Here I am with a new book, a new level but the same old thirst of building something. I am following the book ‘Build Your Own Database From Scratch’. It was suggested by someone very dignified in the field of Software Development and I find the title to be my type. Making things from scratch is something I yearn for. No boilerplate, no frameworks, just plain simple code and bugs.

Introduction

So basically by following this book, I am giong to be able to create a mini relational Database. We are gonna start with a B-Tree, then a simple KV store (think Redis) and finally a mini relational DB. Book is focused on three important topics

  • Persistence
    • We must be able to recover from a crash without losing data.
  • Indexing
    • We must be able to query and manipulate the data efficiently.
  • Concurrency
    • Handling multiple concurrent requests gracefully.

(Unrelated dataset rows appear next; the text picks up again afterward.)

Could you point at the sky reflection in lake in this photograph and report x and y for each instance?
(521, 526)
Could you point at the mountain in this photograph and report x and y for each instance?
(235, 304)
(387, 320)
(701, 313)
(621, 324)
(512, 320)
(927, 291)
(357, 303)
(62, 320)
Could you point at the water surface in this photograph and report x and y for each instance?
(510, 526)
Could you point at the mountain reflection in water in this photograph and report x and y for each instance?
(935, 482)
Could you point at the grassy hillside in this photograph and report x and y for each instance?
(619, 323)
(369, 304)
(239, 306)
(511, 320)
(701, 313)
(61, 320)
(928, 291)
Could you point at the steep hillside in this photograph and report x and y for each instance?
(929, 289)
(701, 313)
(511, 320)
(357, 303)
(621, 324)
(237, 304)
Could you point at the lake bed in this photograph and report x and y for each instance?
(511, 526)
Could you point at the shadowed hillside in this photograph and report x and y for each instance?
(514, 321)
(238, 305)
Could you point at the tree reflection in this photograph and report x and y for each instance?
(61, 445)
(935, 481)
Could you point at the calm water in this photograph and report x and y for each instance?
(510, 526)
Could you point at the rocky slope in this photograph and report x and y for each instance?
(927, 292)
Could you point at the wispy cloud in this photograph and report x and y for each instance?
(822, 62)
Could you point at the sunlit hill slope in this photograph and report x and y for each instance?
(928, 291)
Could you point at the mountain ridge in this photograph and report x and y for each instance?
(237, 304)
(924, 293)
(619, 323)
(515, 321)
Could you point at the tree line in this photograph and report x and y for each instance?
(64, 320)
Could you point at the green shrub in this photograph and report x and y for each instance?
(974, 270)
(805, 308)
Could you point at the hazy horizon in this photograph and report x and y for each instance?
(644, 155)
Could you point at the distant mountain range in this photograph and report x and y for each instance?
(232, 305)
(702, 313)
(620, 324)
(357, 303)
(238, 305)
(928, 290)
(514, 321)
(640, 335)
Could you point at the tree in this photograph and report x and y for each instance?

Looks like the book itself uses Golang which happens to be the language I am going to use. Considering the amount of error handling and concurrency management we are about to do, I’d not suggest anything else.

1. Persistence

Persistence is a concept taken for granted by developers. If we did not have any DBMS lying around to play with, we’d be still using CSVs and copying files and update the copied files and renaming the updated file and if the file is too large then waiting a long time for the process to happen all the while wondering why our customers are stuck at the loading screen four hours and yet bills are through the roof. Employ a database only if you hope your business is going to grow huge. Otherwise, any of these are overkill and we are better off working with a spreadsheet on Excel or Google Sheets. Imagine having a file with 100000 records and updating one record. We’d have to copy over the entire 100000 records, change the required value and rename. All that compute for 0.01% of work done. Thus databases come into picture.

2. Indexing

I am not clear about what does James mean about indexing. Is it like creating a pointer to the memory location containing my data. That would make sense but I am not really sure right now. He mentions there are two types of database queries

  • OLAP (Analytical)
  • OLTP (Transactional)

And we are going to learn only OLTP in this book. Rest all makes complete sense. Anybody with even a little passion about Computer Science would know about Binary Searches because they are so damn fast. Moreover, with algorithms like Binary Search working in O(log(n)) complexity manifold their efficiency as data gets larger.

At smaller datasets like 4 tuples, We’d be making roughly the same amount of comparisons. At a few hundreds we would be making 93% less comparisons than navie search already. At larger sizes of n = 100000, we will make only 0.00017% of the naive search comparisons. At this scale, IO operations will become our bottleneck.

This is wild and when I first realised the benefits of this, I was blown. And understandably as well. Anyways, We’ll be using B-Trees here I believe.

3. Concurrency

Here we are introduced with a new concept in databases: transactions
Not that I understood too much about that either. Maybe a read-update cycle is a transaction. Let’s move ahead and see. Concurrency is a huge reason to move towards databases. Queueing up multiple of those inefficient read-copy-mody-rename cycles will definitely eat up all the resources and indirectly your money.

Chapter 0 ends

So far, I think I already knew a few concepts and I learnt a lot of new ones. Onto the first section of the book where we are going to learn to make a simple Key-Value store.